On or about June 14, 1999, defendant informed plaintiffs by telephone that he and Richard Frank, Esq., were going to pick a jury. Thereafter, defendant informed plaintiffs that the trial had been postponed to June 21, 1999.
               On or about June 21, 1999, defendant informed plaintiffs that Mr. Frank had a "bad back" and that jury selection had to be postponed.
               On or about June 24, 1999, defendant informed plaintiffs by telephone that Mr. Frank is "out of the case, and it’s a good thing" that he is.
               Shortly thereafter, plaintiffs received a letter from Mr. Frank in which he stated that he was withdrawing and/or resigning from the Medical Malpractice Action .
               On or about June 28, 1999, defendant informed plaintiffs that the Trial Court in the Medical Malpractice Action directed that they appear in court to swear under oath that they requested that Mr. Frank be relieved from the Medical Malpractice Action .
               Plaintiffs informed defendant that they did not want to make such a representation to the Court because it was not true. However, defendant threatened plaintiffs that Mr. Frank would "ruin the case" if we did not "discharge" him.
               Plaintiffs had no choice but to follow defendant’s direction. Thus, they appeared before the Trial Court and requested that Mr. Frank be discharged.

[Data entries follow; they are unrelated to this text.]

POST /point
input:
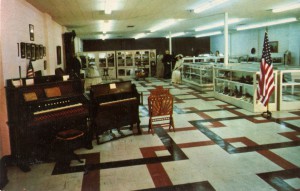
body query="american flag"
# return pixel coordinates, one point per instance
(266, 81)
(30, 71)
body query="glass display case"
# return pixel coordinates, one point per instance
(289, 92)
(238, 86)
(132, 62)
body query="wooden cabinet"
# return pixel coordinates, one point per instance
(238, 85)
(200, 74)
(289, 90)
(131, 61)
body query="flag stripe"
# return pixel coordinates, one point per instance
(30, 70)
(266, 81)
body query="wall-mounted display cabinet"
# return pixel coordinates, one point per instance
(102, 60)
(200, 74)
(289, 89)
(131, 61)
(202, 59)
(238, 86)
(123, 63)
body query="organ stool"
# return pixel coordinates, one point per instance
(67, 141)
(105, 75)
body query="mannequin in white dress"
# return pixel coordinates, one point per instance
(176, 74)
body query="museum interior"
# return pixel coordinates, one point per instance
(149, 95)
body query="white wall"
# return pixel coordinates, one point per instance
(241, 42)
(16, 15)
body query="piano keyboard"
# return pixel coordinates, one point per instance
(117, 101)
(57, 109)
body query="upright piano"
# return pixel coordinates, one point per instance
(114, 105)
(37, 109)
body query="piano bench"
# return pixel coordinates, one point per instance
(69, 140)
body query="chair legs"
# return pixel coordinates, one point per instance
(171, 124)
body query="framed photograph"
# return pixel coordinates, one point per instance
(28, 50)
(31, 32)
(33, 52)
(58, 54)
(44, 50)
(41, 50)
(273, 46)
(23, 49)
(37, 52)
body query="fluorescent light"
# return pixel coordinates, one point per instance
(215, 25)
(163, 25)
(105, 25)
(281, 21)
(287, 8)
(103, 36)
(175, 35)
(141, 35)
(208, 34)
(109, 4)
(208, 5)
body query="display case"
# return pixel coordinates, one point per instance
(103, 60)
(289, 89)
(200, 74)
(107, 63)
(204, 59)
(130, 62)
(238, 86)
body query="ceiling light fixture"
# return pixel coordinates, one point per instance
(102, 36)
(281, 21)
(105, 25)
(175, 35)
(164, 24)
(215, 25)
(208, 34)
(108, 6)
(141, 35)
(208, 5)
(286, 8)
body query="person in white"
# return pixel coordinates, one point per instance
(176, 74)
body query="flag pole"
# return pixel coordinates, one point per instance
(267, 114)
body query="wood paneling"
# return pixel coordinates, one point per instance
(187, 46)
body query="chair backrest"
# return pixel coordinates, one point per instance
(160, 102)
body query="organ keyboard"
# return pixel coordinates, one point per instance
(113, 106)
(37, 112)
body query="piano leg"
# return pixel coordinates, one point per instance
(23, 166)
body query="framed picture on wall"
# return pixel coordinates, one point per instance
(33, 52)
(31, 32)
(41, 50)
(44, 50)
(273, 46)
(28, 50)
(23, 49)
(58, 54)
(37, 52)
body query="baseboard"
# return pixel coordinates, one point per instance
(4, 161)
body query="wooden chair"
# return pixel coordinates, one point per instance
(160, 105)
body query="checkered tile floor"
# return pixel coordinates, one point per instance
(216, 146)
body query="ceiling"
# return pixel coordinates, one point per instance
(131, 17)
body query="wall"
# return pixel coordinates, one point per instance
(185, 46)
(241, 42)
(16, 15)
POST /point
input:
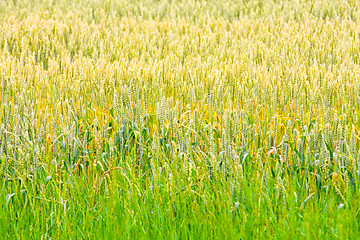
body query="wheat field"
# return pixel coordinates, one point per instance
(179, 119)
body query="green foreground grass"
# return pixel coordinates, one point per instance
(179, 119)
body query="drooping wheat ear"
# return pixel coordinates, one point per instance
(299, 147)
(275, 129)
(227, 140)
(244, 126)
(352, 149)
(286, 137)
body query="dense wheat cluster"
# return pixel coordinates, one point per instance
(179, 119)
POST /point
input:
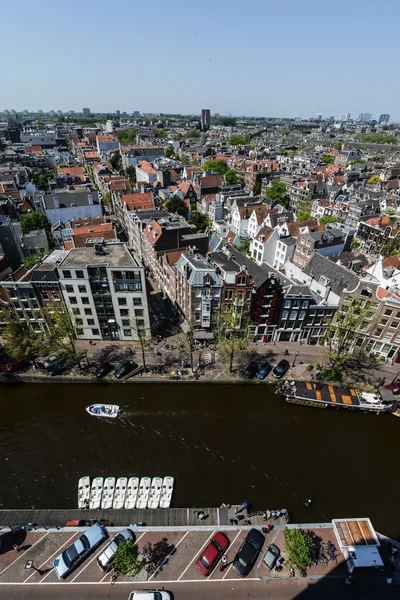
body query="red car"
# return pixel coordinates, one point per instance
(211, 555)
(15, 365)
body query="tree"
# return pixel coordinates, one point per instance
(238, 140)
(175, 204)
(233, 331)
(127, 560)
(298, 544)
(231, 177)
(217, 166)
(200, 220)
(257, 189)
(328, 159)
(327, 220)
(116, 161)
(30, 261)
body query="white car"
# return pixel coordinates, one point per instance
(150, 595)
(106, 558)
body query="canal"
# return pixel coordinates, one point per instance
(221, 443)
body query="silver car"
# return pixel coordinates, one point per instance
(68, 560)
(106, 558)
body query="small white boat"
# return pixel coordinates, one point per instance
(131, 492)
(96, 492)
(144, 492)
(166, 492)
(107, 411)
(108, 492)
(84, 492)
(120, 492)
(155, 493)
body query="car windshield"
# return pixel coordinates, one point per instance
(204, 562)
(85, 542)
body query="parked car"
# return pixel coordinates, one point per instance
(271, 556)
(248, 552)
(211, 555)
(251, 369)
(281, 368)
(150, 595)
(125, 368)
(16, 364)
(68, 560)
(106, 558)
(102, 370)
(264, 370)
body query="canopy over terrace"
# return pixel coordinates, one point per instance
(358, 542)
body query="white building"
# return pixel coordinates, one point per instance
(105, 291)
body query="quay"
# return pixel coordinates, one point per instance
(319, 395)
(167, 517)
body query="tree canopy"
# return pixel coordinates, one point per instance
(217, 166)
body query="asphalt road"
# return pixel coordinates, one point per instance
(256, 590)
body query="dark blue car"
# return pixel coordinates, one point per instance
(264, 370)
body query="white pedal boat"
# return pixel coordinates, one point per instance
(132, 492)
(96, 492)
(166, 492)
(120, 492)
(108, 492)
(84, 492)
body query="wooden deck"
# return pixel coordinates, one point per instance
(170, 517)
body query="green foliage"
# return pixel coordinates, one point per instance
(378, 138)
(231, 176)
(217, 166)
(30, 261)
(127, 560)
(327, 220)
(176, 205)
(116, 161)
(238, 140)
(126, 136)
(257, 189)
(298, 544)
(200, 220)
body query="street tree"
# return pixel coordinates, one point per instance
(127, 560)
(233, 330)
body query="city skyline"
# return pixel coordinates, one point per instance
(262, 76)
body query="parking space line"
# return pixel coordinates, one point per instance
(50, 557)
(197, 554)
(231, 565)
(23, 554)
(167, 557)
(109, 572)
(230, 546)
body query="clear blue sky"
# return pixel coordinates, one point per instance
(265, 58)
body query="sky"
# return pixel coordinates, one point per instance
(258, 58)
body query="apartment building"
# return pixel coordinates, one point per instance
(104, 289)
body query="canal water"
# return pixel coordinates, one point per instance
(221, 443)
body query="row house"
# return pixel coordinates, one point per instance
(198, 291)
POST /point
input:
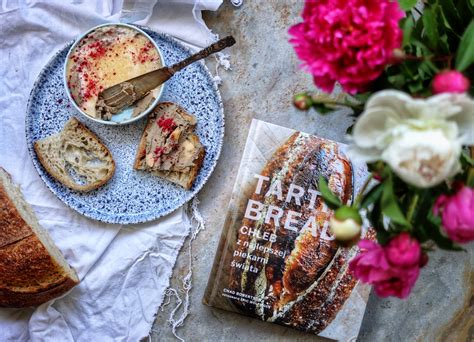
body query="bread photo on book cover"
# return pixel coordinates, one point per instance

               From the outset defendant had led plaintiffs to believe that he was a "super" lawyer and would "come in at the end and do the trial himself." However, after the Trial Court approved the discharge of Mr. Frank, defendant informed them that he had already retained another lawyer to try the Medical Malpractice Action.
               On or about June 29, 1999, at defendant’s direction, plaintiffs met with the law firm of Assail and Yoelli whom defendant said was going to try the underlying case. Assail and Yoelli decided not to take on the Medical Malpractice Action.